The African Carnivores Initiative follows on from the CMS-CITES Joint Work Programme 2015-2020, which has been agreed by both Conventions. If adopted, it is intended to become a shared platform for the implementation of resolutions and decisions on lions, leopards, cheetahs and wild dogs under both CMS and CITES. The two conventions would look to pool their resources and expertise in a drive to deliver concrete action and policy guidance in tandem with other organizations such as the International Union for Conservation of Nature (IUCN).
CMS and CITES have already cooperated in bringing all African Lion Range States together in Uganda in May 2016 to identify the key measures needed to conserve lions across Africa. CITES COP17 also adopted a set of decisions on the conservation and management of the Lion and the Wild Dog, which call for the collaboration of the two Conventions.
Time is running out for Africa's big carnivores
Bradnee Chambers, Executive Secretary of CMS: “Time is running out for Africa’s iconic carnivores. As sister organizations, CMS and CITES will seek to reap the synergies that exist to save the continent’s remaining big cats and wild dogs.”
According to IUCN, the African Lion, Cheetah, Leopard and Wild Dog are in constant, and sometimes severe, decline across the African continent. The only exception is for Lions in Southern Africa, where there has been a slight increase. The IUCN Red List of Threatened Species assesses the extinction risk of a species according to specific criteria.
The 2015 Red List assessment of the African Lion suggests that Lion populations overall have experienced a decline of 43 percent between 1993 and 2014. The classification of the species in the IUCN Red List remains Vulnerable, noting that most populations outside of Southern Africa (including Botswana, Namibia, South Africa and Zimbabwe) are assessed as Endangered (East and Central Africa) or Critically Endangered (West Africa).
Despite challenges in estimating exact figures for the abundance of the Cheetah across Africa due to the scarcity and the naturally wide range of the species, the 2015 IUCN Red List Assessment estimates a 30 percent population decrease over the past 15 years based on the established parallel decline in Cheetah habitat.
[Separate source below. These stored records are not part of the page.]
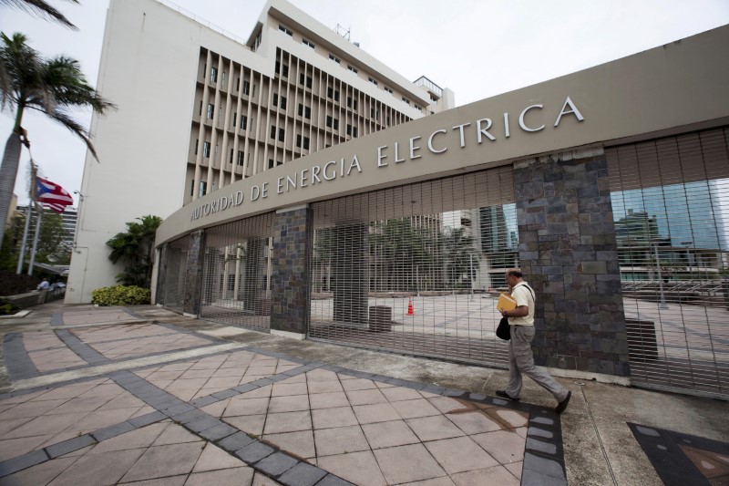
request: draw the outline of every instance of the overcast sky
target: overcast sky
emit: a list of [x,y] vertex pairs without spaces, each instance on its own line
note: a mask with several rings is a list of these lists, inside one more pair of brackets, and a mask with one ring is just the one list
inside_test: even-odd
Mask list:
[[[124,0],[121,0],[124,1]],[[22,32],[45,57],[77,59],[96,86],[108,0],[80,5],[49,2],[77,32],[0,5],[0,30]],[[264,0],[177,0],[200,20],[247,39]],[[727,0],[292,0],[406,78],[427,76],[456,93],[458,106],[609,62],[729,24]],[[161,76],[161,75],[160,75]],[[103,93],[102,93],[103,95]],[[113,100],[112,100],[113,101]],[[89,112],[77,119],[87,127]],[[0,115],[5,141],[11,113]],[[81,187],[86,146],[42,115],[26,112],[33,159],[40,173],[74,195]],[[4,145],[5,147],[5,145]],[[28,152],[15,181],[27,198]],[[101,160],[103,163],[103,160]]]

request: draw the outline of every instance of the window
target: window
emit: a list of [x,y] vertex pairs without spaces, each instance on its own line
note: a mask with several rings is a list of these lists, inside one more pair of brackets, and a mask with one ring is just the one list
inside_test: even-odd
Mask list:
[[312,107],[304,107],[299,103],[299,116],[312,119]]
[[296,135],[296,147],[303,147],[304,150],[309,150],[309,137],[303,137]]
[[299,84],[302,86],[305,84],[306,88],[312,88],[312,77],[304,76],[303,73],[299,74]]
[[[283,141],[283,137],[286,134],[286,130],[284,130],[283,129],[279,129],[278,133],[279,133],[279,141]],[[274,125],[271,126],[271,138],[272,139],[276,138],[276,127]]]
[[334,98],[334,101],[339,101],[339,90],[329,87],[326,88],[326,97]]
[[276,74],[281,74],[283,78],[289,77],[289,66],[287,64],[283,65],[282,68],[281,62],[276,61]]

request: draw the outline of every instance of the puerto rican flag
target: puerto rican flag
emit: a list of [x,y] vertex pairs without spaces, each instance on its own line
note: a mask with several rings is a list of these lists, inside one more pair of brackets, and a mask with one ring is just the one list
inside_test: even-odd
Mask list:
[[36,178],[36,201],[58,213],[74,203],[74,198],[64,188],[39,177]]

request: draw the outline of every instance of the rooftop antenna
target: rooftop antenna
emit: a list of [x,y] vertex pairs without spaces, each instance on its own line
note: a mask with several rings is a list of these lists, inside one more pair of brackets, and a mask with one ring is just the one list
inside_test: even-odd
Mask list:
[[336,26],[334,27],[334,32],[336,32],[345,39],[350,40],[350,29],[345,27],[344,26],[337,24]]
The Cheetah is classified as Vulnerable on the IUCN Red List and as Critically Endangered in North-West Africa. According to a recent study, the classification of Vulnerable might not be appropriate given that 77 percent of Cheetahs occur outside of protected areas and are therefore not included in population assessments. Since the Cheetah faces multiple threats outside of protected areas, scenario modelling has shown that the extinction rate might be significantly higher than in protected areas and would require a classification of Endangered for Cheetah on the IUCN Red List.
The 2016 IUCN Red List Assessment for the Leopard estimates a decrease of over 30 percent in populations across Sub-Saharan Africa over the past 21 years, in line with severe declines in prey species and the expansion of agricultural land. The decline in West and East Africa is estimated at more than 50 percent. The Leopard thus falls within the classification of Vulnerable in the IUCN Red List, having been uplisted from the classification of Near Threatened in 2015.
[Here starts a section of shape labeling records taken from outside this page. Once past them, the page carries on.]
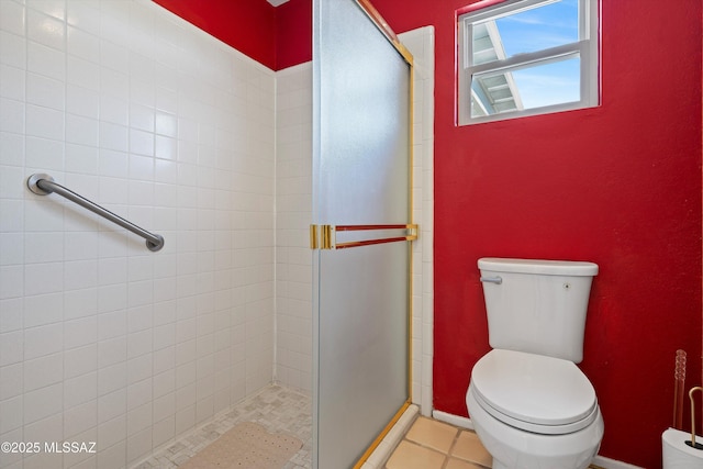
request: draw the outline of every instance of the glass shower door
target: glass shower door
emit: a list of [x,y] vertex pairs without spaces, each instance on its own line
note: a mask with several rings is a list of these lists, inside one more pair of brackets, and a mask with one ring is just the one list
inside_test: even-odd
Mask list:
[[410,400],[411,57],[360,3],[313,2],[319,469],[353,467]]

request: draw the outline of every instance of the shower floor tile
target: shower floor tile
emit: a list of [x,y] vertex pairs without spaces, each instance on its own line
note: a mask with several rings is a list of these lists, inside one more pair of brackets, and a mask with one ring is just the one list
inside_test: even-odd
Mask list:
[[290,388],[270,384],[154,454],[135,469],[177,468],[242,422],[255,422],[269,432],[297,436],[303,442],[303,447],[283,469],[312,467],[312,398]]

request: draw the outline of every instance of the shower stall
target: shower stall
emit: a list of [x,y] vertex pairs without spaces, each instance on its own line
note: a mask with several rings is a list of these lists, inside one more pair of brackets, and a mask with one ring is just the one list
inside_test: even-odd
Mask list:
[[[332,48],[320,70],[275,72],[147,0],[0,1],[0,442],[96,443],[96,453],[2,453],[0,468],[134,467],[271,382],[314,397],[319,467],[354,464],[411,397],[428,412],[432,89],[415,87],[412,143],[410,91],[388,81],[410,77],[408,60],[355,1],[320,3],[359,21],[343,33],[362,47],[349,58],[392,58],[390,70],[336,72],[356,88],[338,107],[370,109],[377,124],[356,114],[366,127],[355,129],[352,114],[331,113],[342,88],[313,92],[320,77],[335,78],[324,78],[334,72],[324,60],[344,66]],[[431,49],[431,32],[409,34],[413,53]],[[425,65],[415,83],[432,76]],[[382,89],[371,91],[375,76]],[[380,112],[379,96],[405,105],[405,118]],[[323,102],[313,108],[313,97]],[[369,130],[376,136],[352,143]],[[400,143],[386,141],[401,130]],[[379,160],[373,145],[394,156]],[[412,147],[415,166],[399,169]],[[33,193],[35,174],[163,236],[163,248],[58,194]],[[416,234],[412,245],[343,246]],[[355,272],[362,290],[338,297],[352,293],[345,276]],[[384,300],[390,289],[404,293]],[[337,322],[345,311],[350,323]],[[367,335],[345,342],[349,331]],[[339,449],[348,460],[326,465],[335,425],[358,440]]]
[[313,11],[313,467],[348,468],[410,403],[412,56],[366,1]]

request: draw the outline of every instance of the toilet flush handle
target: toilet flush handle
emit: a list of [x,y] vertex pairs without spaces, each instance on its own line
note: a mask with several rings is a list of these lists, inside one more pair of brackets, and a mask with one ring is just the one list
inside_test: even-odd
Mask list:
[[503,283],[503,279],[500,276],[495,276],[495,277],[483,277],[483,276],[481,276],[481,281],[482,282],[487,282],[487,283],[495,283],[495,284]]

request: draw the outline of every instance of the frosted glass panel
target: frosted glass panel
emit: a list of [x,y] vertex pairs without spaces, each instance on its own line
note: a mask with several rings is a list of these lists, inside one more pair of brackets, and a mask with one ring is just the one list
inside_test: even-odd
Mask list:
[[[313,5],[314,223],[410,223],[410,66],[355,1]],[[409,259],[408,243],[314,254],[320,469],[352,467],[409,398]]]

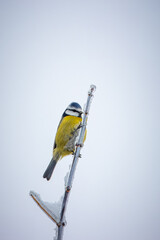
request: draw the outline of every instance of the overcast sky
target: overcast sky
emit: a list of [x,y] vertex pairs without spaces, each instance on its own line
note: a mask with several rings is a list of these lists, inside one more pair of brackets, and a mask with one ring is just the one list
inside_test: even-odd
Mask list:
[[0,24],[0,239],[53,239],[29,191],[63,194],[72,156],[42,175],[93,83],[64,240],[159,240],[160,2],[1,0]]

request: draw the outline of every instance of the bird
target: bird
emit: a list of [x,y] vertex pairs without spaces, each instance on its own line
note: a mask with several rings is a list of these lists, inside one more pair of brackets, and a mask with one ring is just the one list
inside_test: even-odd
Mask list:
[[[82,108],[77,102],[72,102],[65,109],[57,128],[53,145],[53,157],[43,174],[43,178],[50,180],[57,162],[63,157],[74,154],[76,138],[82,127]],[[83,142],[86,140],[86,133]]]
The Wild Dog is classified as Endangered under the 2012 IUCN Red List Assessment. Although data deficiency complicates population estimates, the IUCN Assessment estimates that an overall decline of 17 percent took place between 1997 and 2012. The decline was most pronounced in Central Africa and Southern Africa, where populations decreased by around 26 percent over the same timeframe.
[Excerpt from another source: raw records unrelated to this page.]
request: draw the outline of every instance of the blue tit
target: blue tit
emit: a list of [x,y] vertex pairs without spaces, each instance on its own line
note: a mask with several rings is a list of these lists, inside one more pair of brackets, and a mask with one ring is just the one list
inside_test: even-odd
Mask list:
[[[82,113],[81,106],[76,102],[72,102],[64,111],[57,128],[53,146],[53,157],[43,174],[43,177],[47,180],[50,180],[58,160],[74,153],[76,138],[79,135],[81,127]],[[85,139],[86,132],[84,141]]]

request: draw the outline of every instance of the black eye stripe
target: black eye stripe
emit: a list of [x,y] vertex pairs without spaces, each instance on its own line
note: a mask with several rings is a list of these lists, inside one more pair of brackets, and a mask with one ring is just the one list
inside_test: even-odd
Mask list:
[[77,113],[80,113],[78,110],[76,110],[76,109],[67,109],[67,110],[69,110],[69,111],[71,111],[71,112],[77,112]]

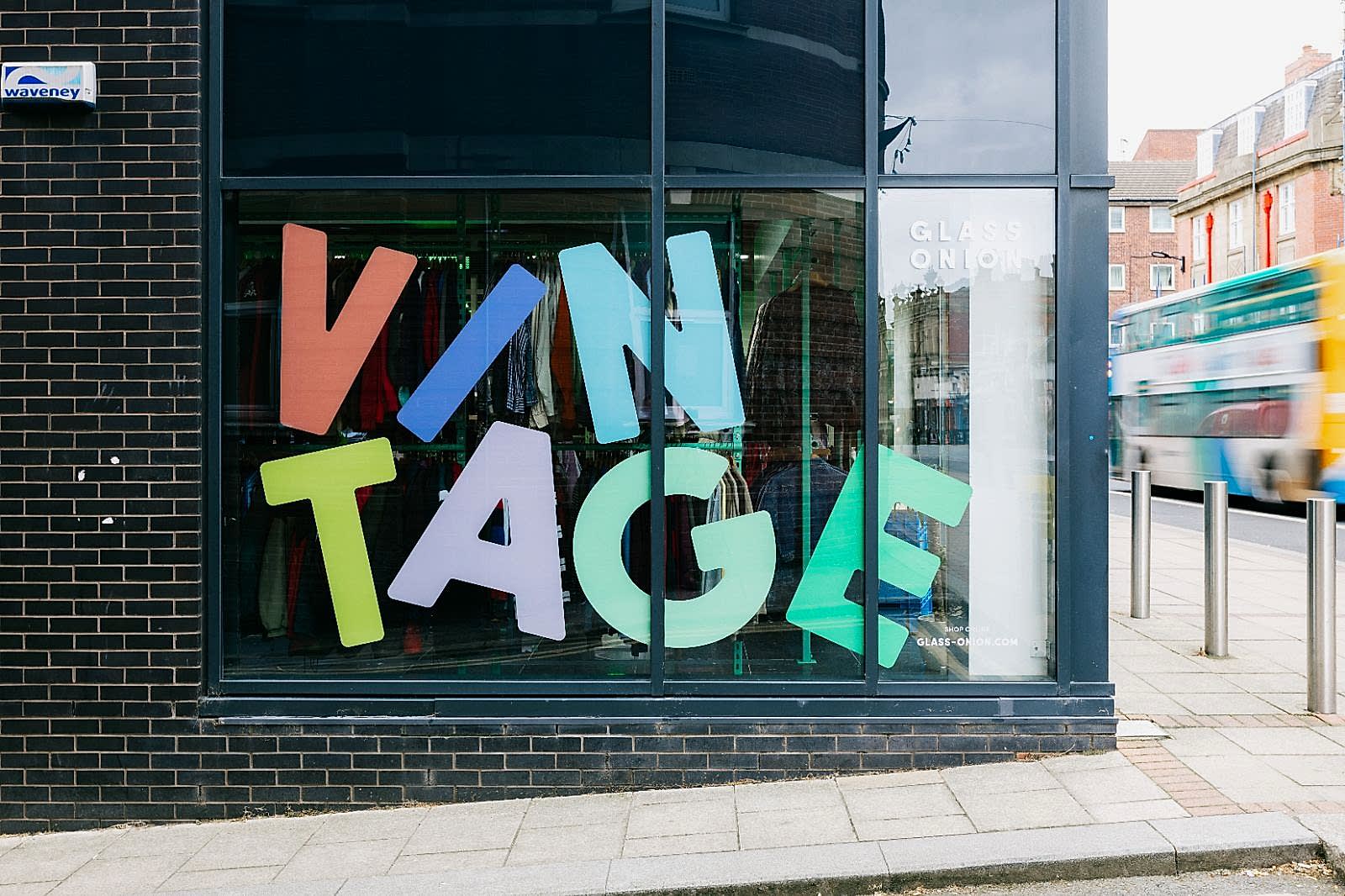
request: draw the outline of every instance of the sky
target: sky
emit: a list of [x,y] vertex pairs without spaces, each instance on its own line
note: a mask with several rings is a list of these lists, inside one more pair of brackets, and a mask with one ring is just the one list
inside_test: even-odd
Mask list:
[[1341,0],[1111,0],[1108,157],[1149,128],[1204,129],[1252,105],[1305,43],[1338,57],[1342,27]]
Experts say that carnivores are vulnerable to a number of threats, as a result of habitat loss and fragmentation due to expanded human settlements and agricultural activities; conflict with humans protecting their livestock; a decline in the numbers of animals on which they prey; and unsustainable and illegal trade in specimens of large carnivores. As a result, the Lion only occurs in 17 percent, the Cheetah in 9 percent, the Leopard in 51 percent and the Wild Dog in 6 percent of their historic range across Africa.